The first time I thought I was in love was my sophomore year in high school. He was a chocolate boy wonder who’d walk me to and from school and make me mixtapes of love songs we’d slow kiss and touch by. I was 20 the first time I knew I was in love, and so devastated by the end of the relationship that I thought about ending my life. I’ve been sifting through my love stories after a conversation with a friend about what defines true love and the fact that she, at 39, has never been in love.

Never been in love? How could that be? I was utterly confused by the notion of someone being fully grown, with a full life, having never felt the joys and pains that come with rising and falling in love. Kara was a go-getter, a woman I admired because of her no-nonsense approach to life and her keen sense of adventure. Because I’m not of the opinion that women who don’t date often (or who haven’t married by a certain age) need “fixing,” I assumed her limited dating and relationship experiences were of her own choosing. And maybe in a way they were.
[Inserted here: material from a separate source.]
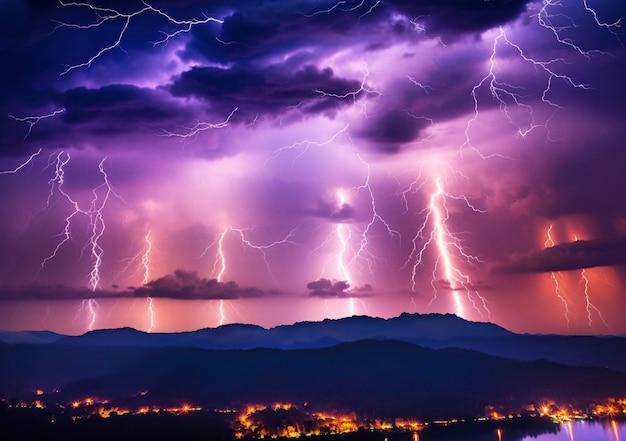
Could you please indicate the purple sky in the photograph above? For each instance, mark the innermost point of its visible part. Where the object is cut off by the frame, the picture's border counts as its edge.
(182, 164)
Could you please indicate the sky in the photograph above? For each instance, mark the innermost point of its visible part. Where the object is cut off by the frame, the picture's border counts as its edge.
(176, 165)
As we shared what we’d been taught (through vision and action) about love, I realized Kara’s ideas on the subject were vastly different from mine. My parents grew up in a small town. They knew each other from knee-high; they courted and married shortly after my mother turned 18. They stayed married for almost 40 years. This was the love story of all the women I grew up watching. I now realize how witnessing those relationships colored my ideas about love.

For me, being in love was an expectation, a guarantee even. And while the women of my mother’s generation did make huge sacrifices for love and the families love created, they never seemed overly burdened or traumatized by the experience of loving the men in their lives. I learned through action and example that there was far more to be gained than lost in love.

Kara’s ideas about love are vastly different. She watched her mother struggle profoundly with her father and many men after him. Kara’s mother made bad choices in lovers, and always seemed to be begging the man she loved to stay and love her back. As her mother aged, and the bitterness from those experiences turned into conversations with Kara, Kara learned to fear love rather than embrace it.

In response to what she saw and was told, Kara built a wall around herself. She admittedly poured her energy into her books, and made up her mind that boys didn’t like her because she was smarter and more driven than them. And for that reason, she didn’t need to acquiesce to their selfish and shallow whims. Besides, her mother taught her that men can’t be trusted, that all men are dogs, and that she’d never meet her goals if she got too attached to one.

Kara’s thinking (through her mother’s negativity) turned into an awkwardness with men that she still struggles with at nearly 40. She now understands the root of her issues with men, but wonders if it’s too late. Her story is more common than I could ever have imagined.

Like Candice, who’s 41 and has also never found love. Candice, another stunning and successful woman, is still, like Kara, trying to figure out the love factor. She realizes that she doesn’t socialize outside of work often, and that not meeting men definitely narrows her chances of finding love with one. She says most of her crushes have been guys she’s worked with, and that since her teenage years, the men she’s been interested in have never been interested in her.

One of her biggest crushes came in her late teens, and she admits that he was extremely mean to her (the way many teenage boys tend to be), which shaped her self-esteem. She’s never been in a long-term relationship. “I think after all these bad or missed experiences, I developed a belief that there is no one out there for me,” she admits. “I also developed an insecurity that I am just not the girl/woman that guys go for.” Candice, too, yearns for the experience of loving and being loved.

What Kara and Candice have in common is, possibly, an inability to be open to receiving love. Both women have been told that they seem intimidating and unapproachable. Both have counted themselves out as being worthy of desire or a love than can build instead of destroy. As with anything in life, we’ll never receive what we don’t feel we deserve or is possible. In everything, especially love, thoughts become things. I’m encouraged that both women are willing to do the work to change their experiences with love. Now comes the work.